Nokia (NOK) Lower as Investors Approve Microsoft (MSFT) Deal
According to the WMPoweruser (FT) on Tuesday, about 99.7 percent of Nokia shareholders approved the €5.4 billion deal with Microsoft (Nasdaq: MSFT). An extraordinary general meeting was held today in Helsinki.
Shares of Nokia have more than doubled since the deal was announced in late summer. The Financial Times listed four potential questions by investors.
First, what will happen with the rest of Nokia? Well, Nokia will find itself with a pile of cash (net €7.5 billion or so). This paints the way for potential bolt-on acquisitions for NSN. While some recent speculation has been made to Nokia entering a deal to acquire Alcatel-Lucent (NYSE: ALU), chatter Tuesday has Nokia putting to rest any such rumors.
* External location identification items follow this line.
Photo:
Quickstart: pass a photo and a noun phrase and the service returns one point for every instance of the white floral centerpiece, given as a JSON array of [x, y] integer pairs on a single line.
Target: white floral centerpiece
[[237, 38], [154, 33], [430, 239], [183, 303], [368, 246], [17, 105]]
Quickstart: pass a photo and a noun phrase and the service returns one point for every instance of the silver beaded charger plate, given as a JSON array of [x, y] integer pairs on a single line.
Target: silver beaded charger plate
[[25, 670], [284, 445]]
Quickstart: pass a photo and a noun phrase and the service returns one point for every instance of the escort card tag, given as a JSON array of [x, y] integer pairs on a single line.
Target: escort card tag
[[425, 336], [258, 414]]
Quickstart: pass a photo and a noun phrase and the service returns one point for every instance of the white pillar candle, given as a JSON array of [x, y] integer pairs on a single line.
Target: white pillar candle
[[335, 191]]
There's also concern about ebbing revenue in the telecom equipment segment given an influx of lower-cost alternatives out of China.
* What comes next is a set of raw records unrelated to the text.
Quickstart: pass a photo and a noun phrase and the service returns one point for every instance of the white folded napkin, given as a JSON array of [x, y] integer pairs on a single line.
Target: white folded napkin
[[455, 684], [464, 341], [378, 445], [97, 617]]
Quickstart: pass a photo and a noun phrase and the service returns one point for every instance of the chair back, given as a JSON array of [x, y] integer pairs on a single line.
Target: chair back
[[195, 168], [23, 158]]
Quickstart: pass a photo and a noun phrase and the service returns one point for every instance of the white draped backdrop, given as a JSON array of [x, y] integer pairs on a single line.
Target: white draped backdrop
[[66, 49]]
Next, who will be CEO? While Risto Siilasmaa is filling the CEO role on an interim basis, some speculate that NSN chief Rajeev Suri might be a good fit. Another choice might be CFO Timo Ihamuotila. One key point made is that structure of Nokia will be as important as who is leading the company. Suri is likely to put NSN in focus, while Ihamuotila might opt for more of a holding structure setup.
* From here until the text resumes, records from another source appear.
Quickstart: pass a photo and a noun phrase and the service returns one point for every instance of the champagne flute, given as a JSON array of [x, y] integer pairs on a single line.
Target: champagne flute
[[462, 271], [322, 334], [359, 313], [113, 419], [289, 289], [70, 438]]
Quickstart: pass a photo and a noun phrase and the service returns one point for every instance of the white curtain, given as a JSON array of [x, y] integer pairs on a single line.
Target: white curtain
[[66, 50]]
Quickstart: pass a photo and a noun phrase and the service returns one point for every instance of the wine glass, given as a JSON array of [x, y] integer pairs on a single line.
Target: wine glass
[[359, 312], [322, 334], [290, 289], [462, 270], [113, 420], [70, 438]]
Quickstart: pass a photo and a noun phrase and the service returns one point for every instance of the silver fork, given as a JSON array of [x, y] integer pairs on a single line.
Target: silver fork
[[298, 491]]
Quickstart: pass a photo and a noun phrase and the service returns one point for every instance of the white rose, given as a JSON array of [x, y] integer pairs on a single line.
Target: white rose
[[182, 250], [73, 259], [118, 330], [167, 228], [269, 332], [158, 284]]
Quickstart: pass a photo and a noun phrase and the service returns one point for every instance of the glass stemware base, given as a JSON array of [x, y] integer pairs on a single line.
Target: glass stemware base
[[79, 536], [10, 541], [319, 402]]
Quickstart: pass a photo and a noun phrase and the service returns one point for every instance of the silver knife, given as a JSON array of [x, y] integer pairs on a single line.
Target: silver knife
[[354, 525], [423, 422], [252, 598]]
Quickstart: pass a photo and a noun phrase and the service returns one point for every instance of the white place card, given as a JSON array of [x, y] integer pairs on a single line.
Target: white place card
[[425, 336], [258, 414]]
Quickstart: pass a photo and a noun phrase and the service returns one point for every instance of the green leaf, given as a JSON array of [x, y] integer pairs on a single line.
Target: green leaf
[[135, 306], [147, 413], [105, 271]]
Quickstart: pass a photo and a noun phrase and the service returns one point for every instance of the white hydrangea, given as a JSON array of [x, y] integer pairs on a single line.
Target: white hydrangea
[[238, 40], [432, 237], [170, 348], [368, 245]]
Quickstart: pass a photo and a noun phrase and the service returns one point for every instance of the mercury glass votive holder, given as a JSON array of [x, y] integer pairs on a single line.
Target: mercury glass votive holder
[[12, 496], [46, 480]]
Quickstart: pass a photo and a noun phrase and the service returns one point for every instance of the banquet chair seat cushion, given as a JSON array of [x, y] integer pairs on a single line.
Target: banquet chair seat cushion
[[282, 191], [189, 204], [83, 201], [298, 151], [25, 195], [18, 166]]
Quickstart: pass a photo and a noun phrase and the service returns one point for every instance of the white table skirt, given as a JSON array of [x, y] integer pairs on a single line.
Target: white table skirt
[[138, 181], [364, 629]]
Investors will want to know what will happen with Nokia's other two divisions. While many are excited over Nokia's advanced technologies unit, which would largely work on R&D for the company, some are less excited about its maps segment. The main reason Nokia's map unit wasn't sold to Microsoft was due to conflict over price, according to some reports.
Finally, what about a shareholder-friendly capital allocation? The FT noted that some expect about €4 billion to be returned to shareholders in the form of special dividends over the next few years. Third Point's Dan Loeb, who recently took a stake in Nokia, will also likely push for a rich buyback or dividend.
Amid the reports, Nokia shares are paring recent gains, down 3 percent Tuesday.